14 September 2008

Menjadi Santri karena Cak Nur




TIGA tahun aku menempuh pendidikan di SMA Muhammadiyah I Yogyakarta. Di sekolah inilah aku berkenalan dengan dasar-dasar pendidikan agama Islam secara luas dan komprehensif. Bahkan sebagian besar materi pelajaran agama Islam itu belum pernah kudengar sama sekali tatkala masih duduk di SD maupun SMP. Maklum, SD dan SMP kutempuh di sekolah negeri dengan jam pelajaran agama yang minim, hanya sekitar 2 jam seminggu. Sementara kegiatan pelajaran agama ekstra, seperti aktivitas unit kerohanian Islam (Rohis), belum dikenal di sekolahku waktu itu.

 

Maka, aku merasa berutang budi sangat banyak kepada sekolah Muhammadiyah yang sangat kucintai ini. Jasa-jasanya untuk memperkenalkanku kepada ajaran Islam secara lebih mendalam dan luas sangatlah besar. Aku yang awalnya hanya anak desa abangan, yang untuk salat wajib lima waktu saja belum lancar, oleh sekolah ini di-up grade menjadi tidak saja bisa menjalankan ritual Islam yang wajib maupun sunah, tapi juga menjadi mengerti dinamika sejarah Islam sejak zaman Nabi hingga gerakan reformasi Islam modern yang antara lain mendorong lahirnya Muhammadiyah.


Dalam seminggu ada sekitar 10 jam pelajaran agama yang diajarkan di sekolah Islam terfavorit di kota Yogya ini. Mata pelajarannya antara lain Tauhid (keimanan), Akhlak (budi pekerti), Al Quran (baca tulis, hafalan, terjemah), Tarikh (sejarah Islam), Fikih (hukum Islam), Bahasa Arab, dan Kemuhammadiyahan. Secara umum nilai agamaku di atas rata-rata, kecuali baca tulis Al Quran dan bahasa Arab yang agak lemah. Dalam pelajaran Kemuhammadiyahan, aku malah meraih nilai ujian akhir 8, jauh meninggalkan teman-temanku yang secara zahir mungkin lebih Muhammadiyah atau mengklaim lebih Muhammadiyah.

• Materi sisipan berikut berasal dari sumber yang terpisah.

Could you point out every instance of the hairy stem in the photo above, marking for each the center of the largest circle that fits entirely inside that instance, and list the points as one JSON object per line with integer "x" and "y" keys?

Akan tetapi, jujur saja, gemblengan pendidikan agama di sekolah Muhammadiyah yang sangat intensif ini, hingga aku lulus SMA, belum juga mampu mengubah diriku dari seorang Muslim abangan (minimalis) menjadi betul-betul Muslim Santri. Sehari-hari aku tetap tidak menjalankan salat lima waktu secara taat. Salatku paling-paling hanya sesekali saja pas ikut salat berjamaah ketika bertandang ke kos atau rumah teman satu sekolahan. Di luar itu, paling salat Jumat yang cukup rutin kulaksanakan. Puasa Ramadan juga belum kulakukan secara sungguh-sungguh. Bisa jadi lebih banyak bolongnya puasa Ramadanku sewaktu SMA ini dibanding tidaknya. Pokoknya aku sekuler banget, bukan dalam arti netral agama, tapi sama sekali tidak bisa disebut religius atau taat dalam menjalankan agama.


Baru ketika menginjak semester dua kuliahku di Fisipol UGM Yogyakarta, seusai kubaca buku Nurcholish Madjid (Cak Nur) yang berjudul Islam Kemodernan dan Keindonesiaan terbitan Mizan Bandung, aku merasa betul-betul tertarik kepada ajaran Islam. Sejak saat inilah, pelan tapi pasti aku mengalami proses menjadi lebih religius. Pemaparan tentang Islam dengan cara yang sangat intelektual dan rasional ala Cak Nur dalam buku itu betul-betul menyeretku menjadi pengagum Nurcholish sekaligus lebih santri. Karena itu, aku nyaris selalu menentang kalangan Islam garis keras yang suka menuduh Cak Nur sebagai telah meracuni umat Islam dengan sekulerisme atau melakukan proses de-Islamisasi. Sebab buktinya, aku yang melahap nyaris semua tulisan dan buku-buku Nurcholish Madjid justru bergerak menjadi seorang Muslim yang makin lama makin kaffah (komprehensif)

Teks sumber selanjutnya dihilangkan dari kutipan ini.